The “it” she was referring to was a king-size mattress that we’d just loaded up into the bed of my pickup. It was too big for the tailgate to close, so it was laid over against two sets of box springs, two bases, and the bed frame. I assured her and my wife that I’d drive slow. My two-year-old got in the truck to ride along with me in case anything went wrong.

It actually wasn’t the biggest load I’d ever hauled. Once, while gathering up some equipment for a film shoot in college, I’d filled the bed of my truck up entirely and then thrown a set of box springs and a mattress on top of it all. I’d had straps that time, however.

As I was driving home, about a twenty-minute drive from where I’d picked up the bed, I thought back to the time a friend and I had loaded a trailer full of square-baled straw. We weren’t sure how many trips we were going to have to take to move all the bales from where they were to where they were going, so we made the first load a big one, probably somewhere around two hundred square bales. Conveniently, we didn’t have any straps on that occasion. I’d been stacking square bales for a while at that time, and we weren’t going far, so I decided we would be alright.

The good thing about living in a small town is that when four or five square bales of straw fall off of your trailer on the highway and land on someone’s car, thus breaking their side mirror, there’s a good chance that you may know the person. Fortunately, this was the case for me.

Since I didn’t have any straps to hold the mattress down, naturally the memory of the load of straw came to mind, and I was determined to learn from my mistakes somehow, at least by being cautious.

As I was driving down the highway—the same highway I’d lost the straw bales on, conveniently—I noticed that the wind was picking up and that it was lifting the mattress up into the air.
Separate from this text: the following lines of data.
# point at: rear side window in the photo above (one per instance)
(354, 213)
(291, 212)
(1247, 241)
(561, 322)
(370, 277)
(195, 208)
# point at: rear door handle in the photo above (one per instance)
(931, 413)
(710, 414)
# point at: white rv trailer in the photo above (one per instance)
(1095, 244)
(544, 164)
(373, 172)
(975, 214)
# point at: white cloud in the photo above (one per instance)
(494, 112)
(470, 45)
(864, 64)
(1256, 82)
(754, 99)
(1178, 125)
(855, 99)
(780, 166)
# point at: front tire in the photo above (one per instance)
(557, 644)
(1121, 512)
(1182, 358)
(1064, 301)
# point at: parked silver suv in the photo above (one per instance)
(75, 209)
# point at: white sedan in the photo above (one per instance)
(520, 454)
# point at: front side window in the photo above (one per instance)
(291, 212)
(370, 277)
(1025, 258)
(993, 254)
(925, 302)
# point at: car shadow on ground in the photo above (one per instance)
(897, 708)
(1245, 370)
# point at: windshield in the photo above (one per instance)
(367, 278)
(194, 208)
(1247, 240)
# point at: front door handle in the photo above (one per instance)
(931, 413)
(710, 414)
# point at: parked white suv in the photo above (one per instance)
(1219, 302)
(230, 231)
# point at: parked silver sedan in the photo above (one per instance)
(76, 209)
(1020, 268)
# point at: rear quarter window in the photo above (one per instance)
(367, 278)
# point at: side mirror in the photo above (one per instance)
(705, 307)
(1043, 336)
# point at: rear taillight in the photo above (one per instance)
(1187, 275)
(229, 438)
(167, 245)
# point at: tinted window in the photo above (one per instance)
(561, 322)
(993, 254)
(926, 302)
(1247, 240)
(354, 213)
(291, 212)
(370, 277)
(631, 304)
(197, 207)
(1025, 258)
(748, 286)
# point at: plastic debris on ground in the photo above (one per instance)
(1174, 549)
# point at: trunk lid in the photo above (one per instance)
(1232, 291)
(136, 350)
I decided to pull over to my father-in-law’s shop, which was nearby, to pick up some straps. When I got there, the only strap I could find was a short, green one, with a rusted hook on one end. I just barely managed to fit it across the mattress.
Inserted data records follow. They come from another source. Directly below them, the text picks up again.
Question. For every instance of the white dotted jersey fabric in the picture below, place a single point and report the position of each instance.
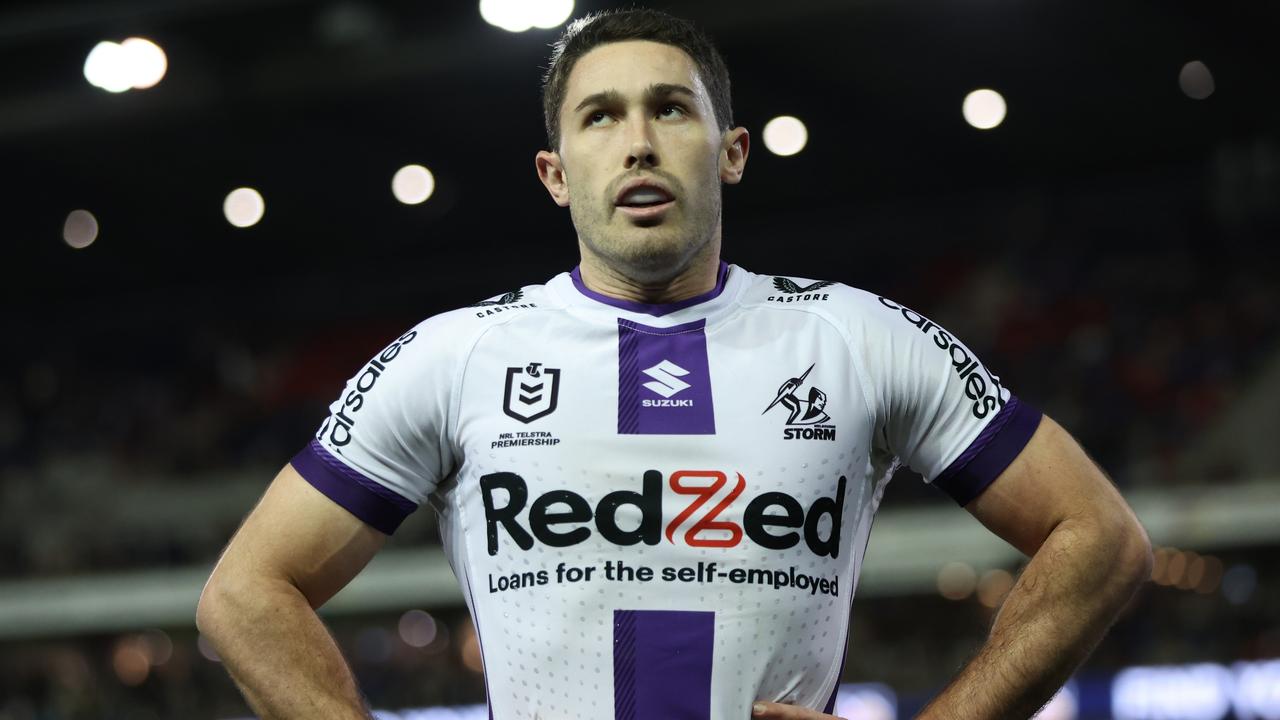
(630, 542)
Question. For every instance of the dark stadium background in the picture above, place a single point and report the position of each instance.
(1110, 250)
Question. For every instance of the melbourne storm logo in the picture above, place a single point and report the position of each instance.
(808, 418)
(533, 395)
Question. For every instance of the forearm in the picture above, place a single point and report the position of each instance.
(279, 654)
(1060, 607)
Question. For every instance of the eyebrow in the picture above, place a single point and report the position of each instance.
(652, 94)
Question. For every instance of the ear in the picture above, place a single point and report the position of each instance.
(734, 147)
(551, 171)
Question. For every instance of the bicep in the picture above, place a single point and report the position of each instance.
(298, 536)
(1048, 482)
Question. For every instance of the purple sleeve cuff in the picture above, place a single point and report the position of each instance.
(990, 452)
(362, 497)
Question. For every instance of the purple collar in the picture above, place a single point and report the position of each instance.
(657, 310)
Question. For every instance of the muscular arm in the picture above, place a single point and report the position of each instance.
(293, 552)
(1088, 556)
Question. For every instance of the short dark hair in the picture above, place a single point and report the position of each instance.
(585, 33)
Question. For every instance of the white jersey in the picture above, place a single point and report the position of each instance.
(659, 511)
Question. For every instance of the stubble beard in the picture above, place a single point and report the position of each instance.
(649, 255)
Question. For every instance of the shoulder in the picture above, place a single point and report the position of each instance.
(451, 335)
(478, 317)
(848, 306)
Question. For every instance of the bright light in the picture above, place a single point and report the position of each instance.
(871, 701)
(412, 185)
(105, 68)
(80, 231)
(135, 64)
(984, 109)
(146, 62)
(417, 628)
(519, 16)
(243, 206)
(1196, 81)
(785, 136)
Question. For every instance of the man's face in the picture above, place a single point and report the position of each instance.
(638, 112)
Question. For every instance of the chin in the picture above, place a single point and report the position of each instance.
(654, 260)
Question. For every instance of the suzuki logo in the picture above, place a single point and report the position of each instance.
(666, 376)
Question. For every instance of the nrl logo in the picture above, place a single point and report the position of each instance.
(531, 392)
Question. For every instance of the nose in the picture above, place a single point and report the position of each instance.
(641, 151)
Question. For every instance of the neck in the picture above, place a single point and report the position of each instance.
(695, 279)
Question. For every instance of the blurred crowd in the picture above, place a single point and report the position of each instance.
(141, 440)
(417, 659)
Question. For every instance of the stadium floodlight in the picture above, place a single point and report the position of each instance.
(785, 136)
(80, 231)
(135, 64)
(1196, 81)
(984, 109)
(412, 185)
(146, 62)
(105, 67)
(243, 206)
(519, 16)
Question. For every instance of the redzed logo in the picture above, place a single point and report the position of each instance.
(708, 520)
(561, 518)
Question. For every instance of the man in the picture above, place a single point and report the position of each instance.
(656, 475)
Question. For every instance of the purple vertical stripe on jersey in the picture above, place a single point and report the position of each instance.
(656, 309)
(662, 664)
(645, 360)
(987, 456)
(629, 390)
(359, 495)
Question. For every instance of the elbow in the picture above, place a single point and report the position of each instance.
(223, 604)
(210, 607)
(1133, 555)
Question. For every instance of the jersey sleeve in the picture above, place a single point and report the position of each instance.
(937, 408)
(385, 443)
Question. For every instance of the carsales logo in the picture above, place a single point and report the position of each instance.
(562, 518)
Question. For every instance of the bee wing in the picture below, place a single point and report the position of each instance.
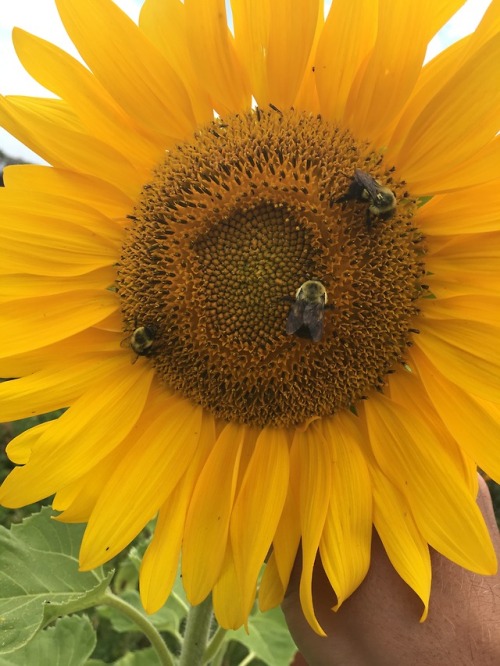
(313, 319)
(367, 182)
(295, 317)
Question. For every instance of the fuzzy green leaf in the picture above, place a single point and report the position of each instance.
(268, 638)
(69, 643)
(39, 577)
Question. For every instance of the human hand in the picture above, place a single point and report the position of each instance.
(379, 624)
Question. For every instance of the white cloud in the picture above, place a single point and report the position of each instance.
(40, 17)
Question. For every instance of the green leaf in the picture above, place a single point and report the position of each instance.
(268, 638)
(39, 577)
(146, 657)
(69, 643)
(167, 618)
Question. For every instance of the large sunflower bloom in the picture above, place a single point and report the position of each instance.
(199, 177)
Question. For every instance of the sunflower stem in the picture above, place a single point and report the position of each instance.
(196, 635)
(152, 634)
(214, 646)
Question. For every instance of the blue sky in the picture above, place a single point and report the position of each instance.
(40, 17)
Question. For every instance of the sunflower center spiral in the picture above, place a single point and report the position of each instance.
(231, 226)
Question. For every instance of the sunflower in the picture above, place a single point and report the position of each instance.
(261, 275)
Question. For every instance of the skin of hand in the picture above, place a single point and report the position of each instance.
(379, 624)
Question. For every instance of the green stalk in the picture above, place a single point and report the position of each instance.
(196, 636)
(144, 625)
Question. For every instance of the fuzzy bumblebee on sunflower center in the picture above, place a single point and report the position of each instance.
(229, 227)
(156, 280)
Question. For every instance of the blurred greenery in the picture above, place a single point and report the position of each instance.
(117, 639)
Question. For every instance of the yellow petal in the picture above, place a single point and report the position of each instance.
(465, 106)
(411, 456)
(160, 562)
(466, 352)
(291, 34)
(406, 389)
(25, 286)
(252, 25)
(43, 214)
(468, 259)
(440, 70)
(403, 542)
(91, 340)
(339, 56)
(95, 193)
(287, 538)
(474, 424)
(271, 590)
(71, 81)
(55, 386)
(215, 57)
(481, 308)
(90, 429)
(149, 470)
(164, 24)
(482, 167)
(471, 210)
(207, 522)
(393, 66)
(48, 129)
(346, 540)
(77, 500)
(258, 508)
(35, 322)
(128, 66)
(19, 449)
(315, 455)
(228, 604)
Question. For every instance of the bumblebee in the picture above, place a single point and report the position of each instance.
(305, 318)
(363, 188)
(141, 341)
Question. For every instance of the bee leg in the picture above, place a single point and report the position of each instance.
(368, 220)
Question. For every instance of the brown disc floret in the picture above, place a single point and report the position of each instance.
(228, 229)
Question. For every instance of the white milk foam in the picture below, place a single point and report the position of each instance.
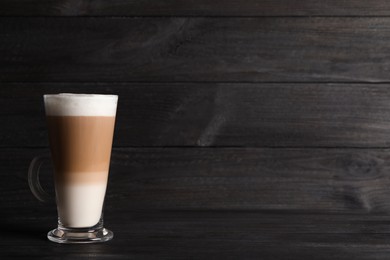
(66, 104)
(80, 205)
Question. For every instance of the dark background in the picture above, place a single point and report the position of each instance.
(245, 129)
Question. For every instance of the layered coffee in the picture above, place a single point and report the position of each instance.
(81, 130)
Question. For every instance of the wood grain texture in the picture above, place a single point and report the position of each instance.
(205, 235)
(194, 8)
(342, 181)
(250, 115)
(195, 49)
Little forms of security have a way of turning off a person’s sense of caution, even when those forms of security are potentially unreliable. If you’ve never witnessed a strap break and a king-size mattress literally fly out of a truck on a highway, you should ask the person who was driving behind me, whoever it was. Fortunately for them, the mattress managed to fly over toward a ditch and finish its flight with a smooth landing into a pile of leaves and mud.

There are many things I learned in the moments that followed. After I turned around in someone’s driveway—which conveniently had a “No Trespassing” sign—I pulled over and parked on the opposite side of the highway, across from where the mattress had landed into an unparkable ditch. The things I learned in the next few moments are as follows, but are not limited to the following:

-cars on the highway drive fast.

-two year olds can be very patient when you need them to be.

-king-size mattresses are extremely heavy, and carrying one across a highway amidst oncoming traffic isn’t all it’s cracked up to be.

Somehow, I managed to get the mattress across the highway, and then back into the bed of my truck—which was actually harder than getting it across the highway. The ride home was nearly as eventful, as I tried to explain to my two-year-old what had just happened, all the while trying to catch my breath. He’s in the phase of asking “Why?” to everything.

At one point, I exhaled pretty loud, and he said, “What Dada?” I said, “I’m just a little tired right now buddy.” He replied, “I’m tired too.”

The next time I let out a big breath, he asked the same question, and again I said, “I’m just a little tired, buddy.”

This time, his magical response was, “Oh, well lay down on your new bed!”

Thanks for the help son. I’m glad I brought you along.